Kasıklarıma giren sancılar yüzünden acıyla inledim. Yüzüm terden sırılsıklam olmuştu. Bilincim gelip giderken kolumu karnıma doladım. Sanki ona sarılırsam küçük kızım beni bırakmayacakmış gibiydi.
"Karım hamile ve kanaması var. Yardım edin." Aras beni kucağından indirip sedyeye yatırdı. Soğuk sedye sırtımdaki kasların kasılmasına neden olmuştu. Artan sancılar yüzünden dişlerimi sıktım.
"Güçlü ol, Nefes. Bebeğimiz için güçlü olmak zorundasın. Sana bunu yaşatan herkes hesabını verecek." Alnıma konan minik buseden sonra sedye hareket etti. Gözümü açamadım. Güçlü olmak istiyordum ama tükenmiştim. Lanet olsun, istediğim tek şey birazcık huzurdu. Bir türlü istediğim huzura kavuşup mutlu olamıyordum.
Etrafımdaki sesler boğuklaşmaya başlayınca bayılacağımı anladım. Acı inanılmazdı. Tanıdık beyaz duvarlar beni karşılarken dudaklarımı ısırdım. Konuşamıyordum, bu yüzden iç sesimle bebeğime seslendim.
"Dayan annem, sana bir şey olursa ölürüm ben.
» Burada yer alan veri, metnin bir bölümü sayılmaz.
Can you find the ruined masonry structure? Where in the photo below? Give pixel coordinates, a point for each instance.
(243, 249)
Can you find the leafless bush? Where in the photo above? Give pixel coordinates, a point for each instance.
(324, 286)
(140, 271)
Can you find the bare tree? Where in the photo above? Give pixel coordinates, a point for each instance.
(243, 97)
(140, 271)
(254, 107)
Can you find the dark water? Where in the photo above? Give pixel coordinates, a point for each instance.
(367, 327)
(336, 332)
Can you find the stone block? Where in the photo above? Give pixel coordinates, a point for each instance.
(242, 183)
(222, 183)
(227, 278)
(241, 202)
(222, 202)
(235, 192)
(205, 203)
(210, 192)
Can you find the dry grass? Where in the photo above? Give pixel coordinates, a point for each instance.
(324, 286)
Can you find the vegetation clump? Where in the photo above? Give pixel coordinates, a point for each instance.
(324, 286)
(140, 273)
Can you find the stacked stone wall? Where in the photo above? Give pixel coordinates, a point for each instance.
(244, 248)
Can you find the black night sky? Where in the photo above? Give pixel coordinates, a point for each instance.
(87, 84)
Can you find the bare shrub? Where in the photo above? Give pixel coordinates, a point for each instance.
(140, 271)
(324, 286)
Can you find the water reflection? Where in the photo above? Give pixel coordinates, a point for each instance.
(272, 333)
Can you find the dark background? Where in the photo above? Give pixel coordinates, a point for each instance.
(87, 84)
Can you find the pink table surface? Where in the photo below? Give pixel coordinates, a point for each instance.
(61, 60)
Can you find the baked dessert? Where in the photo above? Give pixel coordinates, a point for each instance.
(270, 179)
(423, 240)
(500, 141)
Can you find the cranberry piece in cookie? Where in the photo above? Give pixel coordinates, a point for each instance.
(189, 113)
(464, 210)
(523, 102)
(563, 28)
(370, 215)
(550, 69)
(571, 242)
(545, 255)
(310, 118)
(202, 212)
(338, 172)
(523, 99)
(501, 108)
Bu kadar sevenin varken hayata inat dayan." Ve uçsuz bucaksız karanlığa doğru çekildim.
Üzerimdeki ağırlığa rağmen gözlerimi araladım. Neredeydim ben? Başıma ağrılar saplanıyordu. Vücudum enkaz altında kalmış gibiydi. O kadar yorgundum ki yutkunmaya mecalim yoktu. Kurumuş dudaklarımı yalayıp etrafı inceledim. Beyaz duvarlar tanıdık gelmişti. Bir hastane odasında olmalıydım. Ne işim vardı benim burada? En son.. En son hatırladığım şey kasıklarıma giren sancılardı. Sancılar. Kanama. Bebeğim.
Elim kendiliğinden karnımı sarmıştı. Ah, hayır. Melek denen o iblisten yediğim dirsek yüzünden kanamam başlamıştı. Aras'ın beni hastaneye getirdiği anı hayal meyal hatırlıyordum. Parmaklarımı karnımda gezdirmeye başladım. Bebeğimin yaşayıp yaşamadığını bilmiyordum. Kahretsin, hemen birini bulmalıydım. Gözlerimi kapayıp gözyaşlarımı serbest bıraktım. Kalbimde nefes almamı engelleyen bir acı vardı. Onu kaybettigimi düşünmek bile canımı bu denli yakarken ya gerçekten kaybettiysem.. Kendimi asla affetmezdim. Nasıl bir anne duygularıyla hareket edip bebeğini tehlikeye atardı ki? Bunu yapan, anne olmayı hakeder miydi?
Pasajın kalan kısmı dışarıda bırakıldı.